Base modules#

BaseDataset#

class ice.base.BaseDataset(num_chunks=None, force_download=False)[source]#

Bases: ABC

Base class for datasets.

Parameters:

num_chunks (int) – If given, download only num_chunks chunks of data. Used for testing purposes.
force_download (bool) – If True, download the dataset even if it exists.

set_name_public_link()[source]#: This method has to be implemented by all children. Set name and public link.

BaseModel#

class ice.base.BaseModel(window_size: int, stride: int, batch_size: int, lr: float, num_epochs: int, device: str, verbose: bool, name: str, random_seed: int, val_ratio: float, save_checkpoints: bool)[source]#

Bases: ABC

Base class for all models.

Parameters:

window_size (int) – The window size to train the model.
stride (int) – The time interval between first points of consecutive sliding windows in training.
batch_size (int) – The batch size to train the model.
lr (float) – The larning rate to train the model.
num_epochs (float) – The number of epochs to train the model.
device (str) – The name of a device to train the model. cpu and cuda are possible.
verbose (bool) – If true, show the progress bar in training.
name (str) – The name of the model for artifact storing.
random_seed (int) – Seed for random number generation to ensure reproducible results.
val_ratio (float) – Proportion of the dataset used for validation, between 0 and 1.
save_checkpoints (bool) – If true, store checkpoints.

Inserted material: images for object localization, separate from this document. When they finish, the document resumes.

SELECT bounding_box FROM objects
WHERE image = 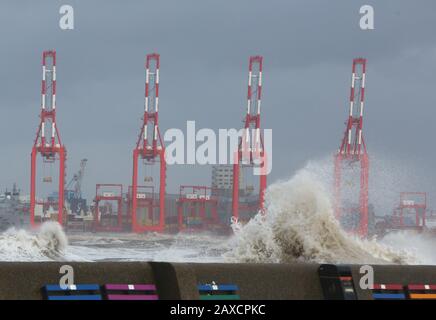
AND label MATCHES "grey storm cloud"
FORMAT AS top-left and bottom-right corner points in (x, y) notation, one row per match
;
(0, 0), (435, 214)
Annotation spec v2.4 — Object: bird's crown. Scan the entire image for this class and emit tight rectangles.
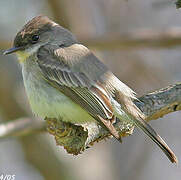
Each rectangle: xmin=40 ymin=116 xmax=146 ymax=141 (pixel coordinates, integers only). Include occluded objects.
xmin=14 ymin=15 xmax=55 ymax=47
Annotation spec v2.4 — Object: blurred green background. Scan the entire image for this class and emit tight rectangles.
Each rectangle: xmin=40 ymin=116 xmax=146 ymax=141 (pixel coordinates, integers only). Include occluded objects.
xmin=0 ymin=0 xmax=181 ymax=180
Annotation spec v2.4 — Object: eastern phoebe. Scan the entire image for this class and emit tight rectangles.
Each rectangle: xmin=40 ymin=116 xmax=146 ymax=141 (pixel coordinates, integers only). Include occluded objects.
xmin=3 ymin=15 xmax=177 ymax=163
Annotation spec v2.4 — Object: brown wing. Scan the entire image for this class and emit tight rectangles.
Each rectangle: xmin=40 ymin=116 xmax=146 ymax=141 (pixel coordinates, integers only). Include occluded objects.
xmin=37 ymin=44 xmax=121 ymax=140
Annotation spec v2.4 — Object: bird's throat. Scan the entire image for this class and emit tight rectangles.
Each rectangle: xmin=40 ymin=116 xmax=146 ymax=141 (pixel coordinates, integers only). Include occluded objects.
xmin=16 ymin=51 xmax=31 ymax=63
xmin=16 ymin=44 xmax=41 ymax=63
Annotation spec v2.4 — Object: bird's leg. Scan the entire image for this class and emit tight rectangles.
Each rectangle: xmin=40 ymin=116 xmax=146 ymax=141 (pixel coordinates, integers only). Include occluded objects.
xmin=97 ymin=115 xmax=122 ymax=142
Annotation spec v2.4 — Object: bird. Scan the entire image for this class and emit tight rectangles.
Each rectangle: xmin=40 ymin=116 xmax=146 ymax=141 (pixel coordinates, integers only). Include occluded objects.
xmin=3 ymin=15 xmax=177 ymax=163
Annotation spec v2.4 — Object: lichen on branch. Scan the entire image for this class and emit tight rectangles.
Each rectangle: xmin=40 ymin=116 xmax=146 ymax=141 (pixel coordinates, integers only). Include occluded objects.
xmin=46 ymin=83 xmax=181 ymax=155
xmin=0 ymin=83 xmax=181 ymax=154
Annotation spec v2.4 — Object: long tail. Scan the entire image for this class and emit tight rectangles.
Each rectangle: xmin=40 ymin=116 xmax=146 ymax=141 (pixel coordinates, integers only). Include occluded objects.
xmin=115 ymin=91 xmax=178 ymax=163
xmin=133 ymin=116 xmax=177 ymax=163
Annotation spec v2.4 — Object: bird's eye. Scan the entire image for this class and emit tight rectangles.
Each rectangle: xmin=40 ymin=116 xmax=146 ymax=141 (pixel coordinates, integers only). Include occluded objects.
xmin=31 ymin=35 xmax=39 ymax=43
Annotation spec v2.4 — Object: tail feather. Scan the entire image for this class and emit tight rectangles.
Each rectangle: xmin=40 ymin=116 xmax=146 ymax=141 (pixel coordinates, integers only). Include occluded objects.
xmin=115 ymin=91 xmax=178 ymax=163
xmin=133 ymin=116 xmax=178 ymax=163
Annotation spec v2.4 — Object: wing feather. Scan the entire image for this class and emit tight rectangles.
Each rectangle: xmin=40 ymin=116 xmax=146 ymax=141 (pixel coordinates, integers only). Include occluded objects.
xmin=37 ymin=44 xmax=113 ymax=120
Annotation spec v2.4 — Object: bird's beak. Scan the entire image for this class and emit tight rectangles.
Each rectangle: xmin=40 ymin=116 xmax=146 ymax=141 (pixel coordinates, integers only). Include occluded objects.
xmin=3 ymin=46 xmax=23 ymax=55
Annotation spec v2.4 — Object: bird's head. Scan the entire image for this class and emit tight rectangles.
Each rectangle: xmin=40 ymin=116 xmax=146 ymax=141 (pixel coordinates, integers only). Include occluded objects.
xmin=3 ymin=15 xmax=77 ymax=62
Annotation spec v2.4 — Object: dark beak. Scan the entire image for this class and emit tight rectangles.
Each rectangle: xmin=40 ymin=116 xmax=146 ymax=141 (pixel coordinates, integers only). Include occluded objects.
xmin=3 ymin=46 xmax=23 ymax=55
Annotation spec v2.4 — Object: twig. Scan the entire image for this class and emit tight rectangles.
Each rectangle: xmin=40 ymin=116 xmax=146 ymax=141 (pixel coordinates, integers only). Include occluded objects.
xmin=82 ymin=27 xmax=181 ymax=50
xmin=2 ymin=28 xmax=181 ymax=50
xmin=0 ymin=118 xmax=45 ymax=139
xmin=135 ymin=83 xmax=181 ymax=121
xmin=0 ymin=83 xmax=181 ymax=154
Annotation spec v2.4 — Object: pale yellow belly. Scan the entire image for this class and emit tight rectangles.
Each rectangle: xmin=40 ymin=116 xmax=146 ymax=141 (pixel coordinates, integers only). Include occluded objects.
xmin=22 ymin=61 xmax=95 ymax=123
xmin=25 ymin=77 xmax=94 ymax=123
xmin=28 ymin=88 xmax=95 ymax=123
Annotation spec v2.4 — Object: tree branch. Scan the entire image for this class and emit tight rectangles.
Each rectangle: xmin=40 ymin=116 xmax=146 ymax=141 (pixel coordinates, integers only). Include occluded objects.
xmin=0 ymin=118 xmax=45 ymax=139
xmin=2 ymin=28 xmax=181 ymax=51
xmin=0 ymin=83 xmax=181 ymax=154
xmin=81 ymin=28 xmax=181 ymax=50
xmin=135 ymin=83 xmax=181 ymax=121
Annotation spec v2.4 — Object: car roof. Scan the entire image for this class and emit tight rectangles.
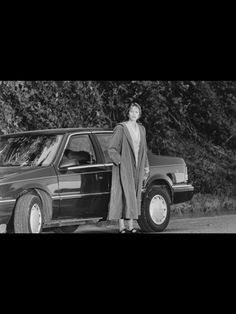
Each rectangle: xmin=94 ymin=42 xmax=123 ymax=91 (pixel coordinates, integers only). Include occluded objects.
xmin=0 ymin=128 xmax=113 ymax=138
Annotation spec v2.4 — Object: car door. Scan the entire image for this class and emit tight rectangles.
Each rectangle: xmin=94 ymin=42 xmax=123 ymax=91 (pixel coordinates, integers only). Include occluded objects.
xmin=92 ymin=131 xmax=113 ymax=217
xmin=56 ymin=132 xmax=109 ymax=219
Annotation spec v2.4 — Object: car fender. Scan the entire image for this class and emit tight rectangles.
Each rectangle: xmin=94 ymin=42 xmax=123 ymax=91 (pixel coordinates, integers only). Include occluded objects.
xmin=145 ymin=173 xmax=174 ymax=201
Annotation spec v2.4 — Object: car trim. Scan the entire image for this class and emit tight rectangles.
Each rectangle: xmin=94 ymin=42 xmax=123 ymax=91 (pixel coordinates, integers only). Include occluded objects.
xmin=67 ymin=164 xmax=106 ymax=170
xmin=43 ymin=217 xmax=103 ymax=228
xmin=0 ymin=199 xmax=16 ymax=203
xmin=172 ymin=184 xmax=194 ymax=190
xmin=52 ymin=191 xmax=110 ymax=200
xmin=151 ymin=164 xmax=185 ymax=169
xmin=92 ymin=131 xmax=113 ymax=134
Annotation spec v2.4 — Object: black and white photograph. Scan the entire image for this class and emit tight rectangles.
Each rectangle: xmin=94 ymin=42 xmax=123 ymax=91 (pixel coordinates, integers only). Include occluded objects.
xmin=0 ymin=81 xmax=235 ymax=234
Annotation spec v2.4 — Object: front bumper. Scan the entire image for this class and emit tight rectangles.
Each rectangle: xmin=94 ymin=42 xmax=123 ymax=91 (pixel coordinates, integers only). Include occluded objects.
xmin=0 ymin=199 xmax=16 ymax=224
xmin=172 ymin=184 xmax=194 ymax=204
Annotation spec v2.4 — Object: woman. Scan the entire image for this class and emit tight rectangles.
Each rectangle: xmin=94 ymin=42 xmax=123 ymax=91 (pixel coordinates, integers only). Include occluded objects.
xmin=107 ymin=102 xmax=150 ymax=233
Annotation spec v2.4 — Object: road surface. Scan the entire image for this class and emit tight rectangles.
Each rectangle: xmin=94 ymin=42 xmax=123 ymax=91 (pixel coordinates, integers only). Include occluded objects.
xmin=1 ymin=214 xmax=236 ymax=233
xmin=57 ymin=214 xmax=236 ymax=233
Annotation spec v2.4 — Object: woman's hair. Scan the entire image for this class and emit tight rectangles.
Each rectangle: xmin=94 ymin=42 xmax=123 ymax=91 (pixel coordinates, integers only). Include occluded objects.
xmin=126 ymin=102 xmax=142 ymax=119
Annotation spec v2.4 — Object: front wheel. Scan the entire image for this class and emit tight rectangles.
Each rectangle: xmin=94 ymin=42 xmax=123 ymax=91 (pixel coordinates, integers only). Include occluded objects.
xmin=138 ymin=186 xmax=171 ymax=232
xmin=14 ymin=194 xmax=43 ymax=233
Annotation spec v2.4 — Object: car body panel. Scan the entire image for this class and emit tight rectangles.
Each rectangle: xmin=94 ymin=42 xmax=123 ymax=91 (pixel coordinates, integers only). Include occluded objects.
xmin=0 ymin=165 xmax=60 ymax=223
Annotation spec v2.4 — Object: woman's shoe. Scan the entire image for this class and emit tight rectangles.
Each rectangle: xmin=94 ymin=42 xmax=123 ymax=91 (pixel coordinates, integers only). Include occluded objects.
xmin=128 ymin=228 xmax=140 ymax=233
xmin=119 ymin=229 xmax=128 ymax=233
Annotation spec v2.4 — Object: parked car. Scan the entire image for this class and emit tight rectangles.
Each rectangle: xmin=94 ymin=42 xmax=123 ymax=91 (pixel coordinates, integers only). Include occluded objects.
xmin=0 ymin=128 xmax=194 ymax=233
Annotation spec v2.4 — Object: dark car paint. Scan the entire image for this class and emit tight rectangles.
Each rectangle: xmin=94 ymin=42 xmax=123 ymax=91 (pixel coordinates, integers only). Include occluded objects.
xmin=0 ymin=165 xmax=60 ymax=223
xmin=0 ymin=128 xmax=194 ymax=226
xmin=56 ymin=164 xmax=111 ymax=219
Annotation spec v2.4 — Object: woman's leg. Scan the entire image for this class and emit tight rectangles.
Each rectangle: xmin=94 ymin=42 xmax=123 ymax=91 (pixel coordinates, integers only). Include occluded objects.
xmin=127 ymin=219 xmax=134 ymax=231
xmin=127 ymin=219 xmax=139 ymax=232
xmin=119 ymin=219 xmax=125 ymax=231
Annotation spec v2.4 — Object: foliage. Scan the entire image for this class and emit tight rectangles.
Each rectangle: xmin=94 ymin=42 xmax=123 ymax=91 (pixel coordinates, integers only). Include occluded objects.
xmin=0 ymin=80 xmax=235 ymax=197
xmin=0 ymin=81 xmax=108 ymax=132
xmin=172 ymin=193 xmax=236 ymax=218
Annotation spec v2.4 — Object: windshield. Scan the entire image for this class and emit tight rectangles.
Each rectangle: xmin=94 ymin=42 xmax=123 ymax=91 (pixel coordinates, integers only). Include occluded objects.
xmin=0 ymin=134 xmax=63 ymax=167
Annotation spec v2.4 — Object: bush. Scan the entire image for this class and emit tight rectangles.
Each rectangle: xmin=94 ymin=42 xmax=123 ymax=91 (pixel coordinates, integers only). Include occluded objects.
xmin=172 ymin=193 xmax=236 ymax=218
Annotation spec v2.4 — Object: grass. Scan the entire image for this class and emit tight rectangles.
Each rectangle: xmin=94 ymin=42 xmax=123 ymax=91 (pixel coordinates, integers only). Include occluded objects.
xmin=171 ymin=193 xmax=236 ymax=218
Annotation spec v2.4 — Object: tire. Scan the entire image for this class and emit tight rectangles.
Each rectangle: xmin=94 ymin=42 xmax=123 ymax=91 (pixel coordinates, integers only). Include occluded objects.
xmin=138 ymin=186 xmax=171 ymax=233
xmin=14 ymin=193 xmax=43 ymax=233
xmin=35 ymin=189 xmax=52 ymax=223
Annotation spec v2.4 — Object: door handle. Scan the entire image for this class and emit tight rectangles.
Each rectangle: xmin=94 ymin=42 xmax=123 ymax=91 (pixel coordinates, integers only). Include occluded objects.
xmin=96 ymin=174 xmax=103 ymax=180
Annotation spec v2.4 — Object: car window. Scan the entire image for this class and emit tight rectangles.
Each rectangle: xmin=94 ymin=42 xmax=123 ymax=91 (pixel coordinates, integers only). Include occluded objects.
xmin=95 ymin=133 xmax=112 ymax=163
xmin=60 ymin=134 xmax=97 ymax=167
xmin=0 ymin=134 xmax=63 ymax=167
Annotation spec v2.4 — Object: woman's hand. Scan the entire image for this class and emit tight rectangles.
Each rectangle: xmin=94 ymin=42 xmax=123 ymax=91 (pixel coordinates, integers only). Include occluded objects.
xmin=143 ymin=167 xmax=150 ymax=181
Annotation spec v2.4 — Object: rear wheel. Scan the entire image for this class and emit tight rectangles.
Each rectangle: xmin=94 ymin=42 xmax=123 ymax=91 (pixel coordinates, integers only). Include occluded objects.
xmin=14 ymin=194 xmax=43 ymax=233
xmin=138 ymin=186 xmax=171 ymax=232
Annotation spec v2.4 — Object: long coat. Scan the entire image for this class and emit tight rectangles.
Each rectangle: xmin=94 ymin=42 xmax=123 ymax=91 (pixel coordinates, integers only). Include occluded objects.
xmin=107 ymin=122 xmax=149 ymax=220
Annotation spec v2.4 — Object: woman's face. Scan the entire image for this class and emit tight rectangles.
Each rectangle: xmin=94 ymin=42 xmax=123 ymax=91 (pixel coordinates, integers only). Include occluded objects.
xmin=128 ymin=106 xmax=140 ymax=121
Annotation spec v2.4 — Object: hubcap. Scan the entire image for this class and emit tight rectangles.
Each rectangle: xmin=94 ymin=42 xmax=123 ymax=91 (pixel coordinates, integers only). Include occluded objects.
xmin=30 ymin=203 xmax=42 ymax=233
xmin=149 ymin=195 xmax=167 ymax=225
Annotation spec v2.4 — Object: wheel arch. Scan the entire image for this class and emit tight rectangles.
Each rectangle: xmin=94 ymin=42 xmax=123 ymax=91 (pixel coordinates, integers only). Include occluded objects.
xmin=7 ymin=187 xmax=52 ymax=231
xmin=145 ymin=176 xmax=173 ymax=204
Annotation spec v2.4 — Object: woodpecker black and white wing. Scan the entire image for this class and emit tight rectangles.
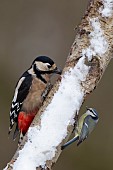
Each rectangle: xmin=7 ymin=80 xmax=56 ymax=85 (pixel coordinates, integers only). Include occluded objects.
xmin=9 ymin=71 xmax=33 ymax=133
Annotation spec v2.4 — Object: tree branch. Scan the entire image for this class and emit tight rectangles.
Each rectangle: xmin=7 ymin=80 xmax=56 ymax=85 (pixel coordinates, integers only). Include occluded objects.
xmin=4 ymin=0 xmax=113 ymax=169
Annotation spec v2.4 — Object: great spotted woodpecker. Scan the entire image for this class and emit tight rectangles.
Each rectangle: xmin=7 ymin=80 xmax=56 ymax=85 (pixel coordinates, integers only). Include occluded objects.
xmin=8 ymin=56 xmax=61 ymax=142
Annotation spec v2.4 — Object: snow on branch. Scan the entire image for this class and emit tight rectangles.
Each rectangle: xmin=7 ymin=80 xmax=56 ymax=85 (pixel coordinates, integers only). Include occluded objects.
xmin=5 ymin=0 xmax=113 ymax=170
xmin=99 ymin=0 xmax=113 ymax=17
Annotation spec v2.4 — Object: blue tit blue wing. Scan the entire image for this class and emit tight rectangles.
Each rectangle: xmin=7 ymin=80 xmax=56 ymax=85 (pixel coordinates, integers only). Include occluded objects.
xmin=77 ymin=115 xmax=92 ymax=146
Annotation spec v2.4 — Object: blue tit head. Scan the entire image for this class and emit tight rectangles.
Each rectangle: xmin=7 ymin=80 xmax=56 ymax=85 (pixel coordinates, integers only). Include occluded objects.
xmin=86 ymin=107 xmax=99 ymax=120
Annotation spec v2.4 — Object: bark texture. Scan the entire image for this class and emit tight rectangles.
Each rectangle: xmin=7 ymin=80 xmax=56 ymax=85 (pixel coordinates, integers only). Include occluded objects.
xmin=6 ymin=0 xmax=113 ymax=169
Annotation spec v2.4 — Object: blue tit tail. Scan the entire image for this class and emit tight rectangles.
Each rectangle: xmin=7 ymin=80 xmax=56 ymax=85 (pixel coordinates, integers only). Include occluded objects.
xmin=61 ymin=136 xmax=79 ymax=150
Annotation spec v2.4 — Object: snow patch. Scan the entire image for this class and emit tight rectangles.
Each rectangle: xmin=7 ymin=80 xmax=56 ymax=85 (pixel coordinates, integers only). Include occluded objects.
xmin=82 ymin=18 xmax=108 ymax=59
xmin=99 ymin=0 xmax=113 ymax=17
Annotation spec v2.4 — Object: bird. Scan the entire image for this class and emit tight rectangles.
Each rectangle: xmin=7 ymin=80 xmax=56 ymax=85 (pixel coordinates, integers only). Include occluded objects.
xmin=8 ymin=56 xmax=62 ymax=142
xmin=61 ymin=107 xmax=99 ymax=150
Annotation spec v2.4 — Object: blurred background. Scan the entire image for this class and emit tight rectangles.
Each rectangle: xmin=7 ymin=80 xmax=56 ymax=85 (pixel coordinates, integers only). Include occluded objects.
xmin=0 ymin=0 xmax=113 ymax=169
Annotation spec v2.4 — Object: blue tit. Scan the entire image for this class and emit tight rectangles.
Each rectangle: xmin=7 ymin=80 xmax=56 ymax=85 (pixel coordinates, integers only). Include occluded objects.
xmin=61 ymin=107 xmax=99 ymax=150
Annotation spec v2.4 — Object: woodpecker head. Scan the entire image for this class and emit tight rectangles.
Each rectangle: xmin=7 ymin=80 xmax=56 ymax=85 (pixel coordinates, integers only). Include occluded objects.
xmin=31 ymin=56 xmax=62 ymax=75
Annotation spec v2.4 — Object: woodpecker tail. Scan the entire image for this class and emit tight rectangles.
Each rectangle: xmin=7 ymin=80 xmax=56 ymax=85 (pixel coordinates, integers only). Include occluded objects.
xmin=8 ymin=123 xmax=14 ymax=135
xmin=8 ymin=127 xmax=12 ymax=135
xmin=61 ymin=136 xmax=79 ymax=150
xmin=13 ymin=124 xmax=19 ymax=140
xmin=13 ymin=124 xmax=25 ymax=145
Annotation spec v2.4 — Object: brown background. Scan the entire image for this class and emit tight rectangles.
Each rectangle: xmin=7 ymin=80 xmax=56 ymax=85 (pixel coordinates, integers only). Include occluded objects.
xmin=0 ymin=0 xmax=113 ymax=169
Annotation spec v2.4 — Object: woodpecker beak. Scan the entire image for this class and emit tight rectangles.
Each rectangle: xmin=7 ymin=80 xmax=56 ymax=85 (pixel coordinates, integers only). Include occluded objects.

evaluate(df: DataFrame, target: Series) → dict[source]#

Evaluate the metrics: accuracy.

Parameters:

df (pandas.DataFrame) – A dataframe with sensor data. Index has two columns: run_id and sample. All other columns a value of sensors.
target (pandas.Series) – A series with target values. Indes has two columns: run_id and sample.

Returns:

A dictionary with metrics where keys are names of metrics and: values are values of metrics.

Return type:

dict

fit(df: DataFrame, target: Optional[Series] = None, epochs: Optional[int] = None, save_path: Optional[str] = None, trial: Optional[Trial] = None, force_model_ctreation: bool = False)[source]#

Fit (train) the model by a given dataset.

Parameters:

df (pandas.DataFrame) – A dataframe with sensor data. Index has two columns: run_id and sample. All other columns a value of sensors.
target (pandas.Series) – A series with target values. Index has two columns: run_id and sample. It is omitted for anomaly detection task.
epochs (int) – The number of epochs for training step. If None, self.num_epochs parameter is used.
save_path (str) – Path to save checkpoints. If None, the path is created automatically.
trial (optuna.Trial, None) – optuna.Trial object created by optimize method.
force_model_ctreation (bool) – force fit to create model for optimization study.

classmethod from_config(cfg: Config)[source]#

Create instance of the model class with parameters from config.

Parameters:: cfg (Config) – A config with model’s parameters.
Returns:: Instance of BaseModel child class initialized with parameters from config.
Return type:: BaseModel

load_checkpoint(checkpoint_path: str)[source]#

Load checkpoint.

Parameters:: checkpoint_path (str) – Path to load checkpoint.

model_param_estimation()[source]#

Calculate number of self.model parameters, mean and std for inference time

Returns:

A tuple containing the number of parameters in the: model and the mean and standard deviation of model inference time.

Return type:

tuple

optimize(df: DataFrame, target: Optional[Series] = None, optimize_parameter: str = 'batch_size', optimize_range: tuple = (128, 256), direction: str = 'minimize', n_trials: int = 5, epochs: Optional[int] = None, optimize_metric: Optional[str] = None)[source]#

Make the optuna study to return the best hyperparameter value on validation dataset

Parameters:

df (pd.DataFrame) – DataFrame to use method fit
optimize_parameter (str, optional) – Model parameter to optimize. Defaults to ‘batch_size’.
optimize_range (tuple, optional) – Model parameter range for optuna trials. Defaults to (128, 256).
n_trials (int, optional) – number of trials. Defaults to 5.
target (pd.Series, optional) – target pd.Series to use method fit. Defaults to None.
epochs (int, optional) – Epoch number to use method fit. Defaults to None.
optimize_metric (str) – Metric on validation dataset to use as a target for hyperparameter optimization.
direction (str) – “minimize” or “maximize” the target for hyperparameter optimization

predict(sample: Tensor) → Tensor[source]#

Make a prediction for a given batch of samples.

Parameters:: sample (torch.Tensor) – A tensor of the shape (B, L, C) where B is the batch size, L is the sequence length, C is the number of sensors.
Returns:: A tensor with predictions of the shape (B,).
Return type:: torch.Tensor

save_checkpoint(save_path: Optional[str] = None)[source]#

Save checkpoint.

Parameters:: save_path (str) – Path to save checkpoint.